Tom,
The majority of the original problem was due to the bottom awning sill plate on two four stacks on either side of a rock fireplace/chimney (awning on the bottom, two 4x6 picture windows with a custom trapezoid on top). These awning window sills had no overhanging lip so the installer apparently just nailed brick molding onto the sill. Maybe he caulked it maybe not, in any event the joint between the sill and molding failed allowing all the water coming off the windows to drain directly into the wall. In addition to this major leak, the other windows in the stack would occasionally (during a driving south rain) drip inside. In addition to the leaks, all the Heat Mirror glazing on
*all* of these windows failed causing fogging. (In addition to these we also had one east facing patio door and two south facing double hung glazings fail.)
Hurd covered the replacement of the failed glazing but wanted to charge labor for installing the replacements. I gave them the choice of waving the labor on the glass replacement (had facts of a lawsuit on other Hurd glazing failures) or paying for the rot repairs. They chose to wave the replacement labor.
As part of that major rework three years ago, I custom made one-piece bottom sills for the awning windows which did stop the major leakage into the wall.
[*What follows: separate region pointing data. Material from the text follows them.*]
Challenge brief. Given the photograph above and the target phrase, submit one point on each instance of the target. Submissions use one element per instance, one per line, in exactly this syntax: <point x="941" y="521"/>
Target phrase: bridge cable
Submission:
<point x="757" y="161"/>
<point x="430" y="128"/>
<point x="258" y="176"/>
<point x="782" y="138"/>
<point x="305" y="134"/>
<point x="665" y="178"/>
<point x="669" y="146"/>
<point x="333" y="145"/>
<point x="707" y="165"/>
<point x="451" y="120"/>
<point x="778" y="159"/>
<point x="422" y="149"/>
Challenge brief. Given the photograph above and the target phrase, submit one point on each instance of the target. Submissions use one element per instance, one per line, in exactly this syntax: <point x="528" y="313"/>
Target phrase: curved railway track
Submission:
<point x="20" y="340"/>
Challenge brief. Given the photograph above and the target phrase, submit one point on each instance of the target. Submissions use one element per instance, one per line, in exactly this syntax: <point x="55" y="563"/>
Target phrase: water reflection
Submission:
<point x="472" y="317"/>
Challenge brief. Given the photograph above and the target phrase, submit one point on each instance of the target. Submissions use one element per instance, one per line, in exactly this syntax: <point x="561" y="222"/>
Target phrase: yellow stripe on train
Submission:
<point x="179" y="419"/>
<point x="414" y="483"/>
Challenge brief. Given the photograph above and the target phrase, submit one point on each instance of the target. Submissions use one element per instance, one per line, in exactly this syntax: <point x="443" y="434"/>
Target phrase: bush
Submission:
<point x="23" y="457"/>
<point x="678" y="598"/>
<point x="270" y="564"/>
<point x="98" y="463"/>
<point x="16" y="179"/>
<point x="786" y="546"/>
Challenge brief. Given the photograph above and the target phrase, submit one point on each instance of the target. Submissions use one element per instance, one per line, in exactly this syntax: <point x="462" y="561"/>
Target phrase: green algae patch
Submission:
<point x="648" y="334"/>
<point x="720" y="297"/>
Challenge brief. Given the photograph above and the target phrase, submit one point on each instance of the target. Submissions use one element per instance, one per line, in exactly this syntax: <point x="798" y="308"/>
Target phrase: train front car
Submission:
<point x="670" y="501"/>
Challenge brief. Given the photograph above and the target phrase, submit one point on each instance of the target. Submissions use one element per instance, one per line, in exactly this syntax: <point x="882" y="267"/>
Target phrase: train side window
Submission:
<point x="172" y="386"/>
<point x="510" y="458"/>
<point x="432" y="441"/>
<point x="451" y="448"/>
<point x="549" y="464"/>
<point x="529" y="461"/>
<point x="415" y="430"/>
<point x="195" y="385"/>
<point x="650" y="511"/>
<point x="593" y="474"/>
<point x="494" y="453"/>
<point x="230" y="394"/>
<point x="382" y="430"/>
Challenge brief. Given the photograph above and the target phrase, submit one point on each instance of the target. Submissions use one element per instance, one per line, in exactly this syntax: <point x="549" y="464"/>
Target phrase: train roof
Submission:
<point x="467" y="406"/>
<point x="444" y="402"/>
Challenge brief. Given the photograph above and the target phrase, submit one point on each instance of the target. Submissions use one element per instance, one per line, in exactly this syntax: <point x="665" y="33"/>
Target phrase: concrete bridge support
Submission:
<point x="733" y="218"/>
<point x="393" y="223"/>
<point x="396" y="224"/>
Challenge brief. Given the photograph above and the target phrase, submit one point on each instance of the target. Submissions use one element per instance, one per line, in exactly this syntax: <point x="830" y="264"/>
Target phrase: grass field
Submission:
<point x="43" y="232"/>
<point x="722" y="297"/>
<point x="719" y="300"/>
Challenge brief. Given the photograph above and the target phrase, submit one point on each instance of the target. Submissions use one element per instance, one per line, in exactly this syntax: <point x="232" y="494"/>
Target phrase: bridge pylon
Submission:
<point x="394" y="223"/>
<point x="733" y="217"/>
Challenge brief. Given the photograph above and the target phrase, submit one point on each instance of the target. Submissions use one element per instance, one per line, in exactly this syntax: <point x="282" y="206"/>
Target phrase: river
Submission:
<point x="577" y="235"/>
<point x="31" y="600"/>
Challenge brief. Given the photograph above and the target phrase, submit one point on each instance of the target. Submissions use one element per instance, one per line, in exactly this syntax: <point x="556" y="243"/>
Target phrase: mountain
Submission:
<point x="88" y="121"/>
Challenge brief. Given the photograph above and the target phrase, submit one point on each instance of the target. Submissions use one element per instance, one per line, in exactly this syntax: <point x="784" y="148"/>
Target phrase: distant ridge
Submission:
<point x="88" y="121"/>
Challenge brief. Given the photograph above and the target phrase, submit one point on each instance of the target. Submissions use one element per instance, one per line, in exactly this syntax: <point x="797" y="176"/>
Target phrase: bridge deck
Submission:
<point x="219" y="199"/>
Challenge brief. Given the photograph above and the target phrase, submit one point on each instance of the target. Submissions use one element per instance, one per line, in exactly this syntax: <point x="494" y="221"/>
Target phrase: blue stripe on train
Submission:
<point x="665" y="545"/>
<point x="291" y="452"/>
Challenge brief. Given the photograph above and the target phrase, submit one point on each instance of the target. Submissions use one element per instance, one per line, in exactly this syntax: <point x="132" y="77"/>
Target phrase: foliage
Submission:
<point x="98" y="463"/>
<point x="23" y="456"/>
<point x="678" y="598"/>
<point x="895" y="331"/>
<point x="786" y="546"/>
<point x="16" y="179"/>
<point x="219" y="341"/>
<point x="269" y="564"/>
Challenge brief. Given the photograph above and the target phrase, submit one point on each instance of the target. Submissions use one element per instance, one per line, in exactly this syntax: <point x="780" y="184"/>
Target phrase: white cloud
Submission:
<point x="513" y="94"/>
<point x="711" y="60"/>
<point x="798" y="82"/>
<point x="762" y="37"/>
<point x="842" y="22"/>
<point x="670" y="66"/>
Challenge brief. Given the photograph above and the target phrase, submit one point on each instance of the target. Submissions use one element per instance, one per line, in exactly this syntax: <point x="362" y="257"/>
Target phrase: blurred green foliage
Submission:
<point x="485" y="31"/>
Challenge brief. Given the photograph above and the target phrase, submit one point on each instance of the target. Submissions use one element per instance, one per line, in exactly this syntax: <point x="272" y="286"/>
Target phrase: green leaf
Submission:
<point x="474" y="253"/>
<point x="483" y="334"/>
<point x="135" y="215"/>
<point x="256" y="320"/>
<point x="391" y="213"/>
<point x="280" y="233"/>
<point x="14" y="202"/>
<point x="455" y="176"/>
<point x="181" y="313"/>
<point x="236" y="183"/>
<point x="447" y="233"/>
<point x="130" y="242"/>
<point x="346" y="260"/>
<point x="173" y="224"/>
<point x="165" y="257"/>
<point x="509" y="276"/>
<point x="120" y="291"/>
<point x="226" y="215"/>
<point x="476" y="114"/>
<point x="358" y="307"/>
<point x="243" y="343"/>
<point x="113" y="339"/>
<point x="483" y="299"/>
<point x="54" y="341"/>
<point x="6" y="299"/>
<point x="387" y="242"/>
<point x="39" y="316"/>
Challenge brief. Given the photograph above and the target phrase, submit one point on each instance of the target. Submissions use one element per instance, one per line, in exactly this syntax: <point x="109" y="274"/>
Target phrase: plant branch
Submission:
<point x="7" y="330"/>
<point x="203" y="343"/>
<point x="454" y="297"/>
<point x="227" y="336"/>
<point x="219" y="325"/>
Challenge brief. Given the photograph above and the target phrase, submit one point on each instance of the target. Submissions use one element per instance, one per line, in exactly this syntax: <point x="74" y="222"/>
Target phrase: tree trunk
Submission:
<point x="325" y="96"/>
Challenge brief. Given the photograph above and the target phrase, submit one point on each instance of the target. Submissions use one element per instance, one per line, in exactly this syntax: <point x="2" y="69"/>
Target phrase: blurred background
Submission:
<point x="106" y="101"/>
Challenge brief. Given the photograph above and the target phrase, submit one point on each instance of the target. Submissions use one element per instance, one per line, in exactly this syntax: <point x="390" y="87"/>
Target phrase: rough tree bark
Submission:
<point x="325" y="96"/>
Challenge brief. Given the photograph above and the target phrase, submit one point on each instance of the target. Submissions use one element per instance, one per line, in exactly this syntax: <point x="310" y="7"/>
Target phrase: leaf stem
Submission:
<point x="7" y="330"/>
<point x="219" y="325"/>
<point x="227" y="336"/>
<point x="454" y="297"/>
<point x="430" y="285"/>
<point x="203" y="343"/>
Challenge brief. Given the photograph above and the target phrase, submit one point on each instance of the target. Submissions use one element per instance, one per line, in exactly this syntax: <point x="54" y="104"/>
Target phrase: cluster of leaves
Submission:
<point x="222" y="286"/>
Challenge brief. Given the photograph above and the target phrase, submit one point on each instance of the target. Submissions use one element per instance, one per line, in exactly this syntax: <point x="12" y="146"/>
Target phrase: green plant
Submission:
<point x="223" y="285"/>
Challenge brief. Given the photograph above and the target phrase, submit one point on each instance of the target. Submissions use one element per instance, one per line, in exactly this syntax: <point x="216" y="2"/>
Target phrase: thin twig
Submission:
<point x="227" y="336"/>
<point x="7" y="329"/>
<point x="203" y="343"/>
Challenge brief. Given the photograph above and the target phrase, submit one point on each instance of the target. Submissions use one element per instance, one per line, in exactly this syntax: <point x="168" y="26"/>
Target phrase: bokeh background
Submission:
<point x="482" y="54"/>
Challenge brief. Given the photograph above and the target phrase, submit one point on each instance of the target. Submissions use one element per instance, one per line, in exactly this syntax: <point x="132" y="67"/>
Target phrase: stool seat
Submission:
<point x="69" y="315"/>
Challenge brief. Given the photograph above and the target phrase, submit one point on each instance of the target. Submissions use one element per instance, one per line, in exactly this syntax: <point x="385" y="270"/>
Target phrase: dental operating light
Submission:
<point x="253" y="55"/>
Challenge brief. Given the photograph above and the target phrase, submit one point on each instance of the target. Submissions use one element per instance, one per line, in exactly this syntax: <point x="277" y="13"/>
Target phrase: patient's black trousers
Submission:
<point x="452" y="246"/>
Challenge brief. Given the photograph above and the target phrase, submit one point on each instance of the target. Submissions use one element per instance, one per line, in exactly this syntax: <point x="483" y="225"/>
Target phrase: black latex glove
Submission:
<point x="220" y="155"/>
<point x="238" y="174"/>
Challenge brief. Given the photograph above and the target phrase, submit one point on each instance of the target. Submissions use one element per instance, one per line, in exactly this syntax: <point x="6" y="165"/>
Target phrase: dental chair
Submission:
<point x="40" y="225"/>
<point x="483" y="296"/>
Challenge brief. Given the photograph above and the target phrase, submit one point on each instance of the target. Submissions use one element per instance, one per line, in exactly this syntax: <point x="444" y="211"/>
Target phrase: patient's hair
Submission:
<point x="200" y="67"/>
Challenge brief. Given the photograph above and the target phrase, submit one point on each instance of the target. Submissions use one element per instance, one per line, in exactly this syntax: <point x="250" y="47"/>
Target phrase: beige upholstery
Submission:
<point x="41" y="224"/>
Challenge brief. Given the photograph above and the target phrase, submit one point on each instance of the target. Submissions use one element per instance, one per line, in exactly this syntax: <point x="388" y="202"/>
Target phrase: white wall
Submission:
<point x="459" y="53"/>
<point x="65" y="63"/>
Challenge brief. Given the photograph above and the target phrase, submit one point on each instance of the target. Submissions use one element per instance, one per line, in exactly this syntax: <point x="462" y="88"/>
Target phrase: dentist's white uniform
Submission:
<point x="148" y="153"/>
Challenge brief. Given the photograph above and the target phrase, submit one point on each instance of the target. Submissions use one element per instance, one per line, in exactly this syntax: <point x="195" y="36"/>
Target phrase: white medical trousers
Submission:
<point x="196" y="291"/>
The other windows however continued to drip.
The Hurd windows came as two sub units, the awning and one picture as one unit and the other picture and custom trap as the other. I've always suspected the field mullion between the two subunits as the leaker but was never able to point to any one spot and say "there it is!". During the rework of three years back I had noticed small areas of rot (quarter size) in the window frames at all mullions so it appears they all leaked a little. Ripping them out this year showed more rot, even in the 'new' (three year old) wood surrounding the replacement glazing. (Did I mention these were all wood units?).
Not being able to definitively find the leaks is why we jerked the things out of the wall and went with another manufacturer. Basically we rebuilt the entire south gable wall, foundation to peak, roughly 20 foot wide and 30 foot high.
So far it hasn't dripped a drop but I'll keep my fingers crossed for a few more years.
We still have all the other orignal Hurd windows and doors. Of these, six double hungs are showing signs of age (the only ones not covered by an 8 foot wide wrap-around porch). I'm considering replacing them with new construction Marvins next year.